Outro fator negativo é a tributação dos investimentos em startups como renda fixa, mesmo considerando que esses aportes representam uma aplicação de risco. Para o advogado Eduardo Matias, “desperdiçamos a chance de aumentar a oferta de capital por meio de benefícios fiscais já adotados em áreas como agronegócio e imobiliário, que se tornam cada vez mais atrativas para o investidor. Com isso, em vez de ampliarmos, estaremos inibindo o investimento em inovação”.  

A penalização tributária contrasta com a postura adotada em países como a África do Sul, que compensa o investidor em 100% do aporte no momento de acertar as contas com o Fisco. Já em algumas regiões dos Estados Unidos, como no estado da Flórida, não é cobrado um centavo de imposto de quem aplica dinheiro em startups. Por sua vez, o Reino Unido – mais do que isentar – banca metade do valor investido. Aliás, não faltam bons exemplos externos que poderiam ser copiados por aqui. Matias cita o caso da Itália, país que ampliou em quase dez vezes a quantidade de startups em 2012 graças à implantação de um marco regulatório agressivo e ambicioso. A Alemanha também serve de espelho ao suspender itens da legislação trabalhista para negócios do segmento da inovação.  

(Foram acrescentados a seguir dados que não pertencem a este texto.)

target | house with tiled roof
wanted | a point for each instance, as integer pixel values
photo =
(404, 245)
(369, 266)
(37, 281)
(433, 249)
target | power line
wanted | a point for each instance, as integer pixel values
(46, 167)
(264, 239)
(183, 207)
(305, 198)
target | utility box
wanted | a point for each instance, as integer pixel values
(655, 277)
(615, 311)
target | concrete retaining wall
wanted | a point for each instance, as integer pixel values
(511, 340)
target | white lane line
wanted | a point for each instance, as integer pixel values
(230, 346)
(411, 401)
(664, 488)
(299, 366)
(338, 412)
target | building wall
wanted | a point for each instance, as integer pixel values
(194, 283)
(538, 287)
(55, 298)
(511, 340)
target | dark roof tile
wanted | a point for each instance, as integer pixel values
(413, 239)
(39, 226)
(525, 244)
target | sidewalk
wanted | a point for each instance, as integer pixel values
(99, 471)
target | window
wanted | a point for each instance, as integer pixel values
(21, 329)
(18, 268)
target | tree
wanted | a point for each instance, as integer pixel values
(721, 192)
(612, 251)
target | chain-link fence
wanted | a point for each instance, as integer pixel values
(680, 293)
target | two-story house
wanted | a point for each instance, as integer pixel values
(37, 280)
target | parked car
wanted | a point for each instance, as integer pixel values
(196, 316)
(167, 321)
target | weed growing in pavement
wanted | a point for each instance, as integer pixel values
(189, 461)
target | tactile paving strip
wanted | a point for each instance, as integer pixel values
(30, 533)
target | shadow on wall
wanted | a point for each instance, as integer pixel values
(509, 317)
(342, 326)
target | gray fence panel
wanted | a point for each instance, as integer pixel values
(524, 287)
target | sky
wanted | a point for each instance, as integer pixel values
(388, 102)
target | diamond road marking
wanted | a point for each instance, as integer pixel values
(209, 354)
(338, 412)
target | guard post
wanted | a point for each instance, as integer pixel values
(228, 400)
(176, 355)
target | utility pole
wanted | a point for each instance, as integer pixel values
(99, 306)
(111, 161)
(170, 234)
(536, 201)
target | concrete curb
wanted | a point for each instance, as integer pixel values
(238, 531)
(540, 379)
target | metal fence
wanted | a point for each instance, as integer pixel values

Por tudo isso, “como sempre, o Brasil não perde a oportunidade de perder uma oportunidade”, observa o presidente da Anprotec, parafraseando o economista Roberto Campos. Segundo Francisco Saboya, prevaleceu o conservadorismo extremo em detrimento do espírito da própria lei, que é de modernização: “O Brasil se conecta pouco com o futuro. A economia do passado predomina”. Já o presidente do Grupo Dínamo vai além: “Sem talento, não há inovação. Sem inovação, não há novas empresas de alto crescimento. Sem empresas de alto crescimento, teremos muito menos empregos. Não parece difícil entender essa equação, o que falta é vontade política associada a uma visão de futuro”, conclui Kiko Afonso.  

Muito espaço para crescer

Apesar do risco elevado para os negócios – de cada dez startups que nascem, apenas duas conseguem progredir –, o ecossistema da inovação se mostra cada vez mais estratégico para o desenvolvimento das nações. Uma pesquisa da Anjos do Brasil, em parceria com a consultoria Grant Thornton, mostrou que estimular o investimento em startups resulta na geração de mais impostos e aumento de renda para a população. Conforme o levantamento, cada R$ 1 investido implica em um retorno de R$ 5,84 na economia em um prazo de cinco anos. A projeção de massa salarial gerada durante o período superaria em 2,8 vezes o valor dos investimentos. No Brasil, o setor vem crescendo exponencialmente nos últimos anos – a quantidade de startups saltou de 4.151 em 2015 para 13.400 em abril de 2021. Atualmente, estima-se que já tenha superado a marca de 14 mil. “Ainda assim, poderia ser dez vezes maior, levando em conta o PIB do país”, afirma Cassio Spina, presidente da Anjos do Brasil.